Bravo fortunately decided not to go with the original plan: an all-succulents challenge. Photo: Dale Berman/Bravo

“I wonder what my dad’s gonna say when he sees this,” says Kwame, who is really going the emotional distance here. “I haven’t spoken to him in eight years, probably.” His dish is inspired by the Jamaican jerk-chicken shacks they used to visit together. “When you think of jerk, you automatically think of chicken. But I wanted to do something different, so I chose broccoli,” he says. “The only thing giving me trouble is having to think about a memory that wasn’t really the happiest part of my life all day.” On cue, Kwame slices his finger.

Guess how many judges there are? Six? Nine? It will probably shock you to learn: There are ten. The first offering submitted for consideration: Marjorie’s seared halibut with grilled and roasted vegetables and green curry sauce. “Whatever you’ve gone through over the last ten years, you’ve made some of the right decisions because I think this is delicious,” announces Michael. Chad’s dish — shrimp ceviche with tomato concasse — also justifies his life choices, as do Carl’s snails. “This dish makes me smile so much,” beams Gail. “I can’t stop staring at it. I can’t stop thinking about it.” Alas, not all memories taste so sweet.
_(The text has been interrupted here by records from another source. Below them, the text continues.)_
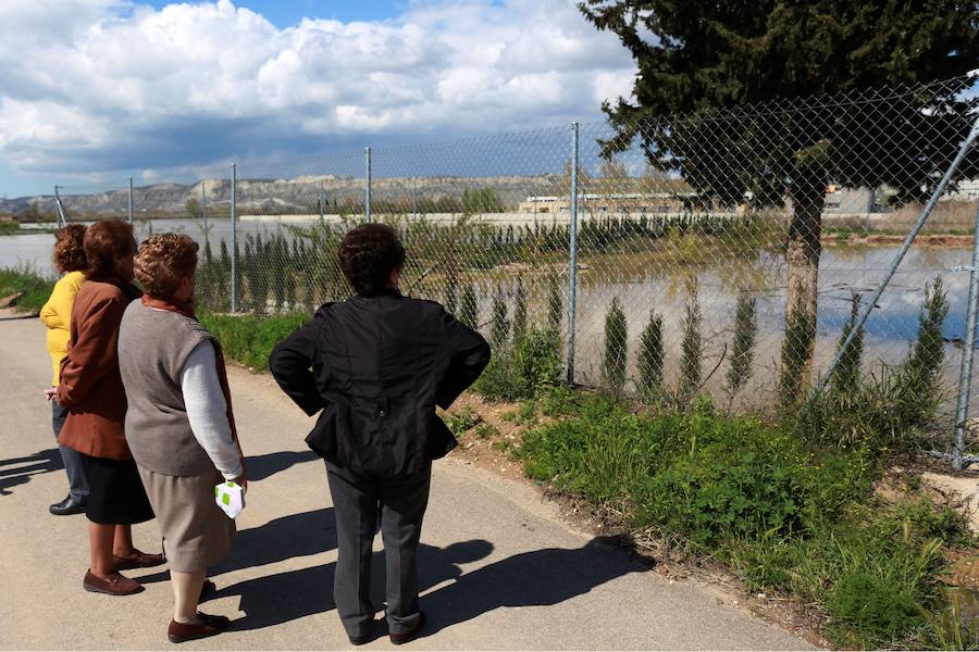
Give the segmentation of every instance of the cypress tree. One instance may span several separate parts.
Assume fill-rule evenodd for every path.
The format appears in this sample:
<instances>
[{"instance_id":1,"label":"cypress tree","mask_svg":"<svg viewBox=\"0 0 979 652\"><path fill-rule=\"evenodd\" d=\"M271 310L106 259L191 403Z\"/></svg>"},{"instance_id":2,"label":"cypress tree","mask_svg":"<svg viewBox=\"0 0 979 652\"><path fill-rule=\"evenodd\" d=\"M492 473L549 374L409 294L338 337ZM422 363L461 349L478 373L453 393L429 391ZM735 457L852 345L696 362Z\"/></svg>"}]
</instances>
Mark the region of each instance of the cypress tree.
<instances>
[{"instance_id":1,"label":"cypress tree","mask_svg":"<svg viewBox=\"0 0 979 652\"><path fill-rule=\"evenodd\" d=\"M639 373L640 394L653 400L662 393L662 366L666 350L662 346L662 317L649 311L649 322L643 328L640 340Z\"/></svg>"},{"instance_id":2,"label":"cypress tree","mask_svg":"<svg viewBox=\"0 0 979 652\"><path fill-rule=\"evenodd\" d=\"M625 362L629 354L628 324L619 298L612 299L605 315L605 384L615 392L625 385Z\"/></svg>"}]
</instances>

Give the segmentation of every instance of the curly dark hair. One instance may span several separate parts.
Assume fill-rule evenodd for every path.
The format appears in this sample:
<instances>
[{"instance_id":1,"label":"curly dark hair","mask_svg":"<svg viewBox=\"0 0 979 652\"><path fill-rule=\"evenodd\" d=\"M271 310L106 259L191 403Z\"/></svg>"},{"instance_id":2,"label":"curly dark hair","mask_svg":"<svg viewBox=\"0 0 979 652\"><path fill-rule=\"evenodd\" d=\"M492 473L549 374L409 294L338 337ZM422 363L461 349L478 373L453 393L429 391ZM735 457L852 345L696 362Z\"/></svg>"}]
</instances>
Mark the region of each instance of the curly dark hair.
<instances>
[{"instance_id":1,"label":"curly dark hair","mask_svg":"<svg viewBox=\"0 0 979 652\"><path fill-rule=\"evenodd\" d=\"M190 236L158 234L144 240L136 253L136 278L150 297L168 299L181 279L197 271L197 242Z\"/></svg>"},{"instance_id":2,"label":"curly dark hair","mask_svg":"<svg viewBox=\"0 0 979 652\"><path fill-rule=\"evenodd\" d=\"M355 292L376 297L387 289L391 273L405 266L405 248L386 224L363 224L344 236L339 261Z\"/></svg>"},{"instance_id":3,"label":"curly dark hair","mask_svg":"<svg viewBox=\"0 0 979 652\"><path fill-rule=\"evenodd\" d=\"M88 258L88 280L110 280L115 277L115 260L136 253L133 225L122 220L96 222L85 231L85 255Z\"/></svg>"},{"instance_id":4,"label":"curly dark hair","mask_svg":"<svg viewBox=\"0 0 979 652\"><path fill-rule=\"evenodd\" d=\"M85 256L85 225L69 224L54 231L54 266L59 272L85 272L88 259Z\"/></svg>"}]
</instances>

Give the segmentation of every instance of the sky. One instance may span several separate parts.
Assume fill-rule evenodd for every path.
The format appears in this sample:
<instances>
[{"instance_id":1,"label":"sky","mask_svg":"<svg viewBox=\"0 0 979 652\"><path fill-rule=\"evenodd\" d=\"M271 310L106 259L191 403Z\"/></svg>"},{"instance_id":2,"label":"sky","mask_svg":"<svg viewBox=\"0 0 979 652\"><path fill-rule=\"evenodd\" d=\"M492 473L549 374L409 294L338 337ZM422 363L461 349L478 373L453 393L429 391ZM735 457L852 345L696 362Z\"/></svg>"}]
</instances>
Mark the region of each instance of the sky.
<instances>
[{"instance_id":1,"label":"sky","mask_svg":"<svg viewBox=\"0 0 979 652\"><path fill-rule=\"evenodd\" d=\"M0 197L596 122L634 75L572 0L0 0Z\"/></svg>"}]
</instances>

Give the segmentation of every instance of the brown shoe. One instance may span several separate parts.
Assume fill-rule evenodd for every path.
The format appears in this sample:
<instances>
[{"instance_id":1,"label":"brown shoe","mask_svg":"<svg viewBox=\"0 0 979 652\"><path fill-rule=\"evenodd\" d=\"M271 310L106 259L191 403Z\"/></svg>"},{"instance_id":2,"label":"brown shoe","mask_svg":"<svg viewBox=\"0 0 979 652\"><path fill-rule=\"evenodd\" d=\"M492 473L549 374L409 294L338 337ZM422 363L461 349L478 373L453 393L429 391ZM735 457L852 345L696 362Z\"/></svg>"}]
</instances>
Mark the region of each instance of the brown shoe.
<instances>
[{"instance_id":1,"label":"brown shoe","mask_svg":"<svg viewBox=\"0 0 979 652\"><path fill-rule=\"evenodd\" d=\"M108 595L132 595L142 592L142 585L135 579L123 577L119 573L112 573L108 579L94 575L91 570L85 573L82 587L92 593L106 593Z\"/></svg>"},{"instance_id":2,"label":"brown shoe","mask_svg":"<svg viewBox=\"0 0 979 652\"><path fill-rule=\"evenodd\" d=\"M131 557L117 557L112 555L112 562L115 564L116 570L129 570L132 568L152 568L160 566L165 561L162 554L147 554L145 552L135 551L136 554Z\"/></svg>"},{"instance_id":3,"label":"brown shoe","mask_svg":"<svg viewBox=\"0 0 979 652\"><path fill-rule=\"evenodd\" d=\"M421 634L422 627L425 626L425 612L418 612L418 623L414 624L414 627L411 628L411 631L406 631L405 634L392 634L391 642L395 645L401 645L407 643L408 641L413 641L419 634Z\"/></svg>"},{"instance_id":4,"label":"brown shoe","mask_svg":"<svg viewBox=\"0 0 979 652\"><path fill-rule=\"evenodd\" d=\"M183 643L199 638L208 638L209 636L221 634L231 625L231 620L225 616L209 616L198 612L197 617L201 620L200 625L171 620L170 627L166 628L166 638L170 639L170 642Z\"/></svg>"}]
</instances>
In the professional opinion of judge Nancy Silverton, Karen needs to “find a better relationship between [her] noodle and [her] sauce,” while Phillip’s Peruvian love-ceviche is deemed inadequately acidic. This doesn’t make any sense, because Phillip is actually a very acidic cook, according to Phillip. Jason’s catastrophically underseasoned poached trout, meanwhile, “doesn’t quite deliver on the promise of the concept,” and Tom finds Jeremy’s seafood combo completely incomprehensible. “What does lobster have to do with salmon?” he wants to know. Before, the chefs were impersonating Tom, and now Tom is impersonating Bernie Sanders.

As usual, Kwame’s dish, jerk broccoli with corn bread pudding, is in a class by itself, but this time, it’s not in a good way. Tom: “This is just confusing the hell out of me.” Michael: “You definitely have an emotional connection with food, and I think in this case, a little bit too much of your emotion got in the way of your cooking skills.” Padma: “We really have to get to Judges’ Table.”

The top three are pretty much who you expect them to be: Chad gets a shout-out for his “beautifully seasoned” ceviche, Gail moons over Carl’s classic French snails, and Marjorie beats them both with her not-so-green-after-all curry. Who’s going home is less clear. Kwame’s attempt to “bring back a good memory out of the bad memories” is a disaster, but at least it’s heartfelt; Phillip still doesn’t understand what the judges want; and no one can figure out what’s up with Jason’s joyless trout, or, for that matter, with Jason more generally. “I think, too often, we forget about the emotional side of cooking,” Tom concludes. What he means is that Jason is the next chef to leave.

It is a meditative exit. “We’re constantly in flux; we’re constantly moving from one place to another,” Jason reflects, meditatively. “I definitely feel like I’m in that period of transition.” As do we all, Jason.